Free Veeam linux backups

I didn’t feel like fighting against Nutanix CE any more so I copied my VMs out using qemu and rebuilt the entire cluster with ESXi 6.7 free. Seems to be ok so far with a few minor issues. Now that I’m back in operation I have a concern about having a single copy of my VMs on standalone hosts with RAID0 single disk configs. A bit of a roll of the dice but it works. So, I need a backup solution. ESXi doesn’t support API connections for backups so you have to use something else. I’m using Veeam Linux Agent free on each of my VMs now. I’m sending the backups to an NFS share on the Unraid server. Here’s my list of commands so I can do this again later and not wonder how I did it.
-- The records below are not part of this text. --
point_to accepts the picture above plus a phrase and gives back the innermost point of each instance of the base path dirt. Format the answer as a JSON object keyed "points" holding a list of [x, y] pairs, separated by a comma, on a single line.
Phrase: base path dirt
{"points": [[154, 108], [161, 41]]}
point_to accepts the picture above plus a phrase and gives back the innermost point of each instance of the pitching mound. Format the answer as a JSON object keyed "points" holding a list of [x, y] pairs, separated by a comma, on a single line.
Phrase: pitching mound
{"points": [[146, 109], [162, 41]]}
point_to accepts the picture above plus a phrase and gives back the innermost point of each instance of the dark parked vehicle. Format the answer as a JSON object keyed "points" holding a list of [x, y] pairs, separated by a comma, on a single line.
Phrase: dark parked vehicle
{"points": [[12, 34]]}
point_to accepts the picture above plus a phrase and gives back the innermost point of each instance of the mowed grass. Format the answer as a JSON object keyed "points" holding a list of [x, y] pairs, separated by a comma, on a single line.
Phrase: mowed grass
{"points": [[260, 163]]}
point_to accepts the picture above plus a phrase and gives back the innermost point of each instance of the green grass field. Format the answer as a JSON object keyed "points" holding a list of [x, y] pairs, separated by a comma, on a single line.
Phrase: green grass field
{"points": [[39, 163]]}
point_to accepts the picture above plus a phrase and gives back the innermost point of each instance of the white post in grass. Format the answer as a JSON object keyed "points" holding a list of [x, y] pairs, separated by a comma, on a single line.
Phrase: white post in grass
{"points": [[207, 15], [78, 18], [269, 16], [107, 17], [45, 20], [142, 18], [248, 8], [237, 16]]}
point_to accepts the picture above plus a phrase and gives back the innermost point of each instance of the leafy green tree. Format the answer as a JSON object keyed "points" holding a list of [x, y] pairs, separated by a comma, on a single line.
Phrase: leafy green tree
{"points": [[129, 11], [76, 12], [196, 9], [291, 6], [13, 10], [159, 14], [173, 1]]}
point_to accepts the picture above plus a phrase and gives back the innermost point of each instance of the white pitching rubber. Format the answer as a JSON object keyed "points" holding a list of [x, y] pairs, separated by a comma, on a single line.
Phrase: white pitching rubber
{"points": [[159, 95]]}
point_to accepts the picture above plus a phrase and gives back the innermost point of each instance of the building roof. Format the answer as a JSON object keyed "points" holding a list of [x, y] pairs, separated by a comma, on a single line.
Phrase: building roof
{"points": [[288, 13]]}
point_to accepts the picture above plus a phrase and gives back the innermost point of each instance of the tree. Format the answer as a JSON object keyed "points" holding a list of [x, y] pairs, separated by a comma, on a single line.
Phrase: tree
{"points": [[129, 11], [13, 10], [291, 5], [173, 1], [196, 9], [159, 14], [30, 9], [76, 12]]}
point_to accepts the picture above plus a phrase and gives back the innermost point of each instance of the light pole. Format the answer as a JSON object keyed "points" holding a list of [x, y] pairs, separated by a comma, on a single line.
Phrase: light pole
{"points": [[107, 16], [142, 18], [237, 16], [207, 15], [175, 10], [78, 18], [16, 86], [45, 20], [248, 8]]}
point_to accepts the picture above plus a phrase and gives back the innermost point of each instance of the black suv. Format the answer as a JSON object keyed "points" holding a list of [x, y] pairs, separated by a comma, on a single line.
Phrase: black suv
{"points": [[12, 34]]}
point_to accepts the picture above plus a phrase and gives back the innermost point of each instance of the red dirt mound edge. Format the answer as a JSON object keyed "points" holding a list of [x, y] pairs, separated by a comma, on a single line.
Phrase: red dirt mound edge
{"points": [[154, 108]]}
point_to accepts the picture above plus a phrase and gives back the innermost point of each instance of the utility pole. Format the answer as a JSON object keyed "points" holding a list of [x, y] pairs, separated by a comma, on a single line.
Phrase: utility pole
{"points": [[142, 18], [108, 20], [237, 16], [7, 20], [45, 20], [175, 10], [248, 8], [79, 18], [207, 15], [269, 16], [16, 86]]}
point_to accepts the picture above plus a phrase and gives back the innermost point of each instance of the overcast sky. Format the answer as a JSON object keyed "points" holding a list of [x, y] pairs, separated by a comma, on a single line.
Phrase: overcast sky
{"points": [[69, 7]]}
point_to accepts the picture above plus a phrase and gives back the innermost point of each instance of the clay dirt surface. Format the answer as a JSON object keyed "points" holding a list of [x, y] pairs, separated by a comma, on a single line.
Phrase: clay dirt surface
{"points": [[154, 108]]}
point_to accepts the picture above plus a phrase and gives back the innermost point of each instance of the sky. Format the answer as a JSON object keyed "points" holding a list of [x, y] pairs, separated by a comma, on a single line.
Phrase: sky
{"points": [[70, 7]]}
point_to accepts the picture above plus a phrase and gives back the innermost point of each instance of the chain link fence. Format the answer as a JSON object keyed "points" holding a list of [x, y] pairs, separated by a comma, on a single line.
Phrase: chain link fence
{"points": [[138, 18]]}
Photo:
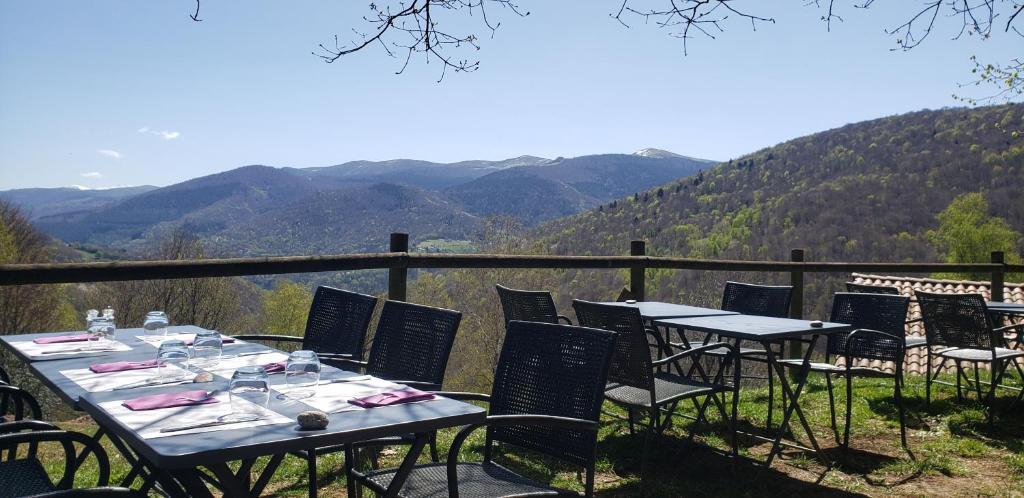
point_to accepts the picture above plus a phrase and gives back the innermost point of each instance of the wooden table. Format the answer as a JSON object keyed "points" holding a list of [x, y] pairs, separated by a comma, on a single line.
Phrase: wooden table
{"points": [[177, 461], [766, 330]]}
Make sure we’re updated before starting:

1
2
3
sudo apt-get update
sudo apt-get upgrade
sudo apt-get autoremove

SCP the Veeam download file to the server, which I think might just be a repository and user add script.

1
2
3
sudo dpkg -i veeam-release-deb_1.0.5_amd64.deb
sudo apt-get update
sudo apt-get install veeam

Next we’ll take care of the NFS share mounting.

1
2
3
sudo apt-get install nfs-common
sudo mkdir /mnt/backup
sudo nano /etc/fstab

Here’s my one fstab line for connecting to the Unraid NFS share:

1
192.168.169.8:/mnt/user/vmware /mnt/backup nfs auto 0  0

Mount the new share:

1
sudo mount -a

You should now be able to run the Veeam agent with “sudo veeam” which will launch the ncurses gui. Pretty obvious how to work through it from there, just select local storage and browse to the /mnt/backup location if that’s what you named it.
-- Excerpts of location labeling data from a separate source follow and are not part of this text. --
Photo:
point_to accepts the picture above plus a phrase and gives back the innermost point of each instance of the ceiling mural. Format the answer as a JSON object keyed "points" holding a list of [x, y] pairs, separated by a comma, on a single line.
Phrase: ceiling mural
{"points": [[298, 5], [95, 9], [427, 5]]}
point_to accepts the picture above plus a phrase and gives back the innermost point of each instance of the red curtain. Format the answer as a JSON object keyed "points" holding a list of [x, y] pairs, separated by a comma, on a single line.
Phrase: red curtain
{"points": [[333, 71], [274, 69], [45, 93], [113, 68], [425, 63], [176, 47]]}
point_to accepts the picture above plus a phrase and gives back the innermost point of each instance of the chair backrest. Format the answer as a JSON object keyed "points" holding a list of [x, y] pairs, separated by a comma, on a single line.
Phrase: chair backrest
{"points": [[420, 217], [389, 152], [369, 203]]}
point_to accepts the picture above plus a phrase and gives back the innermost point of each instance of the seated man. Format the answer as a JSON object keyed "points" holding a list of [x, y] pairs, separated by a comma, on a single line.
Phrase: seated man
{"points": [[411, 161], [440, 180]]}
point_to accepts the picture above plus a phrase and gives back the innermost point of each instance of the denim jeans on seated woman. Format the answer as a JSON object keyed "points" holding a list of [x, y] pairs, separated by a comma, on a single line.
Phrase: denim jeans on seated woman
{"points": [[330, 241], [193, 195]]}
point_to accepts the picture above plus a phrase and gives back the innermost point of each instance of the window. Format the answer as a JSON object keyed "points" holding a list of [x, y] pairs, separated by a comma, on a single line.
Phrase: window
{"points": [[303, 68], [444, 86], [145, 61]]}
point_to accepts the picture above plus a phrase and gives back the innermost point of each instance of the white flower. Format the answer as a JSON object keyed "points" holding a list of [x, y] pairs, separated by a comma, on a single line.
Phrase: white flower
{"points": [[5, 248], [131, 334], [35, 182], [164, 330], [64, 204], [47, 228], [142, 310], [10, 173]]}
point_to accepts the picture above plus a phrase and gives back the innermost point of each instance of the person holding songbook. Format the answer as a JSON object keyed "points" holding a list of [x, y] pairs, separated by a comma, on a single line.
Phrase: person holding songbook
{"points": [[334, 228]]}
Nutanix CE, Dell H700 and disk detection

Not sure why I didn’t post this before, but here it is. When installing Nutanix CE on a Dell server (R710 in my case) with a PERC H700 card you can’t do a pass-through on the disks. You have to configure them as a single disk RAID0 in the PERC config.  Ctrl-R at boot for the H700.  That works, but then CE can’t detect the type of drive it is.  It will fail with a message about missing requirements.  You have to tell the install routine which drive is the “rotational” drive.

Exit the install process and login as root:nutanix/4u.

1
dmesg | grep sda

You might need to do this for sda, sdb, sdc until you find the HDD, not the SSD. The drive sizes should tell you which is the right one.

1
echo 0 > /sys/block/sd?/queue/rotational

Where sd? is replaced with the correct sd. Logout and log back in as install. Should be fine from there. This is being done with the img install, not the iso. I did get a similar error on the iso but didn’t try to work around it. I’ll see if it works the same way with that.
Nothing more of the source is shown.